Un chiffre en progrès par rapport à 2012 (1,6 %, soit environ 5900 décès sur 370 000), 2011 (1,4 %, soit environ 4100 / 293 000) ou 2010 (1,7 %, environ 5560 / 330 000), selon l'UNICEF, les années 2010 et 2012 ayant été marquées par des crises alimentaires.

«Le plus d'enfants pris en charge» au monde

«On trouve autant d'enfants malnutris parce qu'on les cherche», observe Guido Cornale, le responsable de l'UNICEF au Niger, pays où selon lui «il y a le plus d'enfants pris en charge» au monde.

«Sans l'aide internationale au Niger, on verrait les enfants mourir par dizaines de milliers» chaque année, ajoute M. Cornale, joint par téléphone depuis Abidjan, qui salue également le travail du gouvernement nigérien, qui «répond» aux attentes des bailleurs.

Ceux-ci financent substantiellement le pays - l'un des dix plus pauvres au monde - que le PNUD (Programme des Nations unies pour le développement) a placé en 2012 en 186e et dernière place, ex aequo avec la République démocratique du Congo, dans son classement sur le développement humain.

Depuis 2010, l'ONU, les ONG, les donateurs, et la société civile ont confié 426 milliards de francs CFA (près de 910 millions de dollars) aux autorités nigériennes pour qu'elles affrontent les crises alimentaires et agricoles, selon Niamey.

«Il est indéniable que le gouvernement fait des efforts dans la lutte contre la malnutrition. Il est dans une bonne dynamique», observe un expert sous couvert d'anonymat.

«Mais le degré de substitution (du secteur humanitaire international par rapport au secteur public nigérien) est inquiétant. La dépendance du Niger par rapport aux bailleurs est réelle», constate-t-il.

La malnutrition est particulièrement criante au Niger, un pays sahélien connaissant une insécurité alimentaire majeure. Même dans les bonnes années de récolte, deux à trois millions de personnes dépendent de l'aide humanitaire.

Mais outre le déficit en nourriture, «le manque d'hygiène, d'assainissement, la qualité de l'eau, l'accessibilité aux services de santé» ou encore la survenance de maladies infectieuses favorisent la malnutrition, explique Sanoussi Atte, un responsable au ministère nigérien de la Santé.

Autant de causes auxquelles il faut s'attaquer simultanément, ce qu'un pays pauvre comme le Niger, en proie à des problèmes sécuritaires, n'est pas en mesure de faire.
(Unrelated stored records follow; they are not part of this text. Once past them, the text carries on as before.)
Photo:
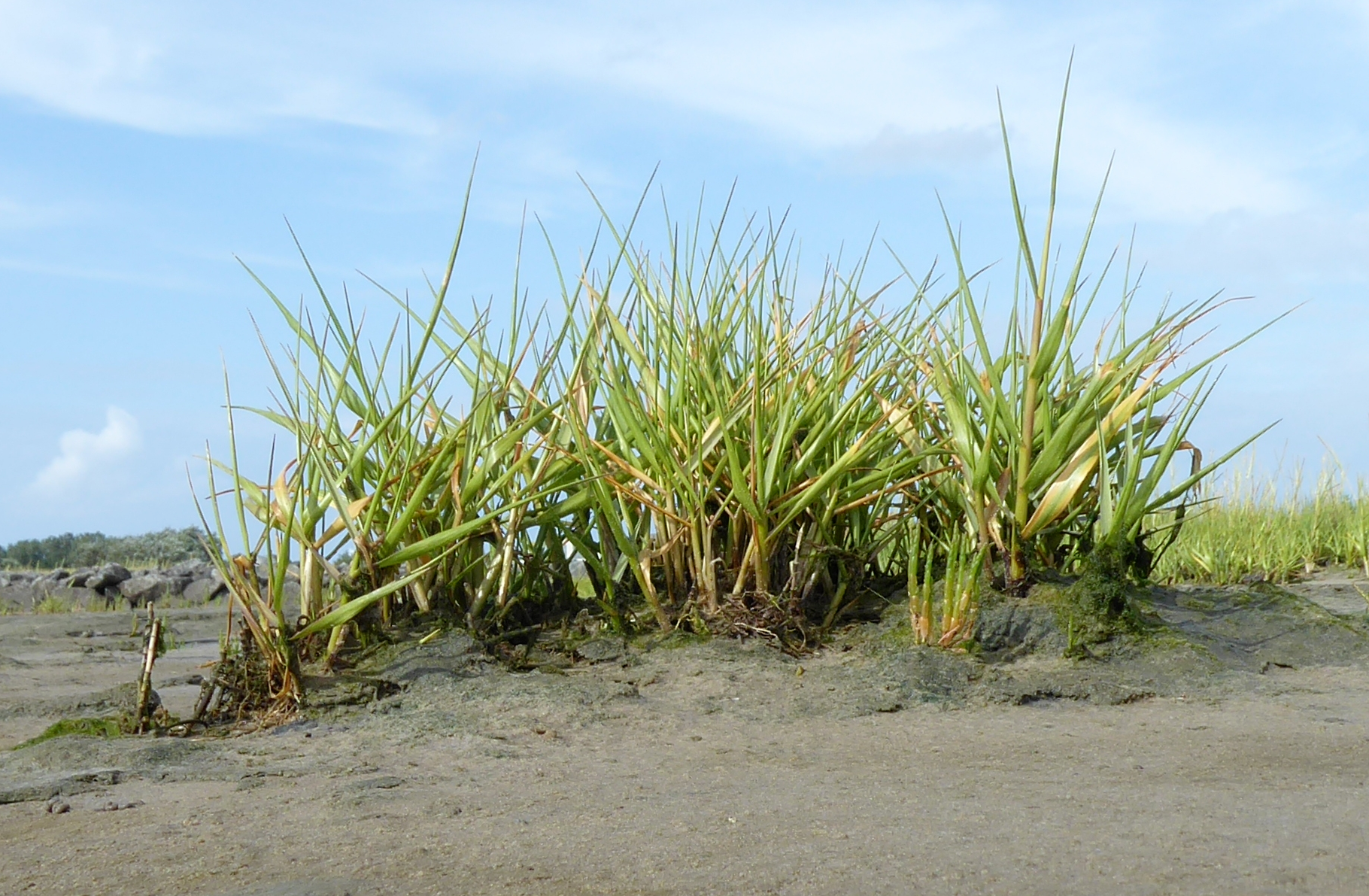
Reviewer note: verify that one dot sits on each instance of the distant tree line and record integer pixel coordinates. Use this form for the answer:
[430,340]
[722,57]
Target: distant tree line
[93,548]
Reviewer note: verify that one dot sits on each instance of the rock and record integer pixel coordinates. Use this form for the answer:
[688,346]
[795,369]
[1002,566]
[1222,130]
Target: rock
[454,654]
[48,580]
[192,569]
[1015,629]
[600,650]
[145,587]
[205,589]
[105,579]
[80,579]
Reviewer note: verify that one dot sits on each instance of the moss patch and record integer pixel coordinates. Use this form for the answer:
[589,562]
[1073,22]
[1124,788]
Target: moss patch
[106,727]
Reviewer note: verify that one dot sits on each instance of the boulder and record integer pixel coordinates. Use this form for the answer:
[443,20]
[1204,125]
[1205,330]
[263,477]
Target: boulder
[106,579]
[205,589]
[192,569]
[150,587]
[55,577]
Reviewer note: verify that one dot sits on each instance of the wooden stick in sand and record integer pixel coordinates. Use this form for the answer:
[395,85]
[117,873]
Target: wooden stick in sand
[148,658]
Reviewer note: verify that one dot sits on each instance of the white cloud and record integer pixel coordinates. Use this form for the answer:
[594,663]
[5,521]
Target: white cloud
[83,457]
[864,81]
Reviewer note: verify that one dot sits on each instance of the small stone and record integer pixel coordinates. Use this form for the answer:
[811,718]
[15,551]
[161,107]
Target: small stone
[600,650]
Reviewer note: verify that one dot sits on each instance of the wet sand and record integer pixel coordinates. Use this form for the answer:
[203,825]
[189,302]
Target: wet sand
[727,767]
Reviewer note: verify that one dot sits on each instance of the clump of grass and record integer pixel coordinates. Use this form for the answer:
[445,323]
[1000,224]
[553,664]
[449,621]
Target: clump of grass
[700,445]
[107,727]
[1270,528]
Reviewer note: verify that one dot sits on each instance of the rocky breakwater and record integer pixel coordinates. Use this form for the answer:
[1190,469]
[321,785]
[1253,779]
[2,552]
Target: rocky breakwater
[190,582]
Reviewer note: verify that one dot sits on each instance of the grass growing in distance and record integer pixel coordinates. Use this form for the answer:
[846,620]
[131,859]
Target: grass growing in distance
[1270,527]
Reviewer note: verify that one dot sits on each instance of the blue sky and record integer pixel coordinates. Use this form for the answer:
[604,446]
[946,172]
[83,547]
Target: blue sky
[147,144]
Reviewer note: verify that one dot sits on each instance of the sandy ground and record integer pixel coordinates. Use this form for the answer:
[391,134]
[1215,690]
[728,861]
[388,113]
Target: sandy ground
[716,769]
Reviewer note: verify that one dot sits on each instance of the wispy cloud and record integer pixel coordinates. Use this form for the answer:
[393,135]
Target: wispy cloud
[908,84]
[83,457]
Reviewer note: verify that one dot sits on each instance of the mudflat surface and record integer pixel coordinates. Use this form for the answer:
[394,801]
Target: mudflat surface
[1227,755]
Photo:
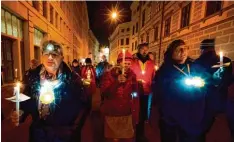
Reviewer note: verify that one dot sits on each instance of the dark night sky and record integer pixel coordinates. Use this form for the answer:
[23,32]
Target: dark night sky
[98,22]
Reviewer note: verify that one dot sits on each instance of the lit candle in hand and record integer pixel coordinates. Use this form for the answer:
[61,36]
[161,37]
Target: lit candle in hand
[17,95]
[221,58]
[16,75]
[123,61]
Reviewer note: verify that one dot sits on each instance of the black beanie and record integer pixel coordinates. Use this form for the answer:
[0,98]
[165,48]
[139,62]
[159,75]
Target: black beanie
[171,47]
[88,60]
[207,43]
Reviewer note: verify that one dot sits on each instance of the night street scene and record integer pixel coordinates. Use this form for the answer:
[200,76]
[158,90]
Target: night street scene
[117,71]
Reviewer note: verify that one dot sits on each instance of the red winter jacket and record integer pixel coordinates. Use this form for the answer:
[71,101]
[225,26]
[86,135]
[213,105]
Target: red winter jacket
[145,74]
[118,98]
[89,90]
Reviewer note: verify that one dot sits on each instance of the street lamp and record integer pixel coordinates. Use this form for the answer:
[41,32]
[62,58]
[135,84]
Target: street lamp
[114,15]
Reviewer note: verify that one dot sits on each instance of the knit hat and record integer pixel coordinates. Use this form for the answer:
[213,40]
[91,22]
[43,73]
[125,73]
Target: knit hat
[52,47]
[128,56]
[171,47]
[207,43]
[142,45]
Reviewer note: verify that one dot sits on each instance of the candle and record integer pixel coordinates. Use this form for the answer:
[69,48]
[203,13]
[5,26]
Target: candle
[156,67]
[16,73]
[17,91]
[123,61]
[221,58]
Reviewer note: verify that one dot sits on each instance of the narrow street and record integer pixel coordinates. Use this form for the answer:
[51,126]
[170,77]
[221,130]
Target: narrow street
[92,131]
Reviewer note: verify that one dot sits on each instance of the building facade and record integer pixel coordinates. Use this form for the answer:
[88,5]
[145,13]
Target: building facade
[193,21]
[25,24]
[93,47]
[120,39]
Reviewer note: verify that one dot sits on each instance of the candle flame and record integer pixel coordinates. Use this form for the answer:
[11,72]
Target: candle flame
[18,84]
[221,53]
[156,67]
Pays coincé entre le Mali et le Nigeria

«Le Niger est un pays au bord du désert, coincé entre deux conflits, au Mali et au Nigeria», analyse une source humanitaire. Des groupes terroristes traversent régulièrement ses frontières.

«Le gouvernement a des feuilles de route, notamment sécuritaires, qui font douter de changements substantiels» dans l'allocation des ressources contre la malnutrition, renchérit le premier expert.
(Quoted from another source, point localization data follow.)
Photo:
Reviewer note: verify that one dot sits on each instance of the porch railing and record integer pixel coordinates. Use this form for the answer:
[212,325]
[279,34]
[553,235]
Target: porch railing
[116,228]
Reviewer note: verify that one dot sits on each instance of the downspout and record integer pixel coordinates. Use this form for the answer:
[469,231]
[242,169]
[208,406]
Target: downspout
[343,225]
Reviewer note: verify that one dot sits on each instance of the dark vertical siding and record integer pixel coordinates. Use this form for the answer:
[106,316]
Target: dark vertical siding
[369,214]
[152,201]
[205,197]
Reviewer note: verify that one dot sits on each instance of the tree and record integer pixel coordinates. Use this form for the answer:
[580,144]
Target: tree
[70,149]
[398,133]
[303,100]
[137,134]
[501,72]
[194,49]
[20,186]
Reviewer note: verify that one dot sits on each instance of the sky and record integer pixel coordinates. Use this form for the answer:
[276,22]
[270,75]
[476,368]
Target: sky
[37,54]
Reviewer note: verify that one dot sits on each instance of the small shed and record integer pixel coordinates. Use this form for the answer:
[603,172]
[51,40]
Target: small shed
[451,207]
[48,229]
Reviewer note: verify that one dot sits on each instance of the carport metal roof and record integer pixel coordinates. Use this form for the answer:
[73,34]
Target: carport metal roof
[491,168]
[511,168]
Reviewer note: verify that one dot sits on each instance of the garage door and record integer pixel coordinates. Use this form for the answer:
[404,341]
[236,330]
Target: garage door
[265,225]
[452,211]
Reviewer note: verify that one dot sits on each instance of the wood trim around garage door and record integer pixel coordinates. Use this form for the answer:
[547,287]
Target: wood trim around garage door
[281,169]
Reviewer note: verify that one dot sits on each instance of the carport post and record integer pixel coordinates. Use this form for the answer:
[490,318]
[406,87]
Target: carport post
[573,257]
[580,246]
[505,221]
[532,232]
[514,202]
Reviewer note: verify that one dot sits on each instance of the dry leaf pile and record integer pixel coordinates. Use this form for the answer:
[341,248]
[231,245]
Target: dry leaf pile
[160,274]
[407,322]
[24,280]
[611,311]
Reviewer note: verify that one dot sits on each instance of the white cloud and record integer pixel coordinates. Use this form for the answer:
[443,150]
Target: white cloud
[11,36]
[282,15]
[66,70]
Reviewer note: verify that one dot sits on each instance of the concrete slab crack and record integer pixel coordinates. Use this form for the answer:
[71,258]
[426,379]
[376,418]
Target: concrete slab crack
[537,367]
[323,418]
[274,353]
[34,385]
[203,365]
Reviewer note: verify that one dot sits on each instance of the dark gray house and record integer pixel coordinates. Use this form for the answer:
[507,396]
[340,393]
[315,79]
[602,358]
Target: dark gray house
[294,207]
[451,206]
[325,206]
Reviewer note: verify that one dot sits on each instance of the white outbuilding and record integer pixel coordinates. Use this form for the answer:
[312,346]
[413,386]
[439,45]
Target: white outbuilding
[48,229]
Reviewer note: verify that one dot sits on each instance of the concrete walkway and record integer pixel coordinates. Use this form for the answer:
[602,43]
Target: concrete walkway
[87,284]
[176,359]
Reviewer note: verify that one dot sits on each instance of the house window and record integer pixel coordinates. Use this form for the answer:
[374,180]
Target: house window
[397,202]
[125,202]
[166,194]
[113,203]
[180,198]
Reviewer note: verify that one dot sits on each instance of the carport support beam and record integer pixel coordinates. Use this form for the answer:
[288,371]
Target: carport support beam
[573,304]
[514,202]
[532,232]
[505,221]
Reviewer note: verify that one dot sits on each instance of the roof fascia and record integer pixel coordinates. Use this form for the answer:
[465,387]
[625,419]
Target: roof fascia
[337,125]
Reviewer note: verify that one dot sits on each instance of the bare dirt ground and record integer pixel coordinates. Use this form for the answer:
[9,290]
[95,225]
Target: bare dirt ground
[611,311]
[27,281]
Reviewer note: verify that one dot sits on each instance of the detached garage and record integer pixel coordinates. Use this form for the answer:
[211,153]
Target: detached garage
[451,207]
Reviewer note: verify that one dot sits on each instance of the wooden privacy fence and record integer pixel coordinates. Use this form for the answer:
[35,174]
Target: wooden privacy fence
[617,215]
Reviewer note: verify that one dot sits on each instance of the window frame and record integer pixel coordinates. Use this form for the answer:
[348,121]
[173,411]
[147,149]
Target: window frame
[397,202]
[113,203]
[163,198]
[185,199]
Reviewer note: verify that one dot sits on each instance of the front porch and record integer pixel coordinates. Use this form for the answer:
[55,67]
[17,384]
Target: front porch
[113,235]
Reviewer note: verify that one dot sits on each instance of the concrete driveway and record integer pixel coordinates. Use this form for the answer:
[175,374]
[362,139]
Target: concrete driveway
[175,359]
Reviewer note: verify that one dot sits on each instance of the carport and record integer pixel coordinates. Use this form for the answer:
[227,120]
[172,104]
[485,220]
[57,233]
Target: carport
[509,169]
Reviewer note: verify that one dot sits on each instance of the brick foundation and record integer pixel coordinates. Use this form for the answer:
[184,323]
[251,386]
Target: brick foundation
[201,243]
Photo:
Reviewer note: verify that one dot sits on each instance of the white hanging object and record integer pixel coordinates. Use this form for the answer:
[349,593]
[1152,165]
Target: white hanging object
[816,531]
À ce problème de fonds s'ajoute une catastrophe démographique annoncée. Avec un taux de fécondité de 7,6 enfants par femme, le plus élevé au monde, le Niger voit sa population doubler tous les dix-huit ans, selon un document onusien.

Les Nigériens, qui sont actuellement 17,1 millions, devraient voir leur nombre atteindre 55 millions d'individus en 2050, remarque un cadre étranger. Nourrir, soigner ou encore apporter de l'eau potable à autant de personnes semble irréalisable.

«Nos projets ne sont pas tenables dans la durée, assène un autre expert. Chaque année, vu la démographie, ce pays est voué à avoir 360 000 malnutris, puis 400 000, puis davantage, si l'on ne fait rien pour changer les choses en amont.»

Le gouvernement nigérien mise sur l'éducation (15 % de son budget, 25 % à terme) pour faire évoluer son peuple. Sans quoi la communauté internationale devra le tenir à bout de bras pour des décennies encore, en admettant qu'elle souhaite s'investir aussi longtemps au Niger.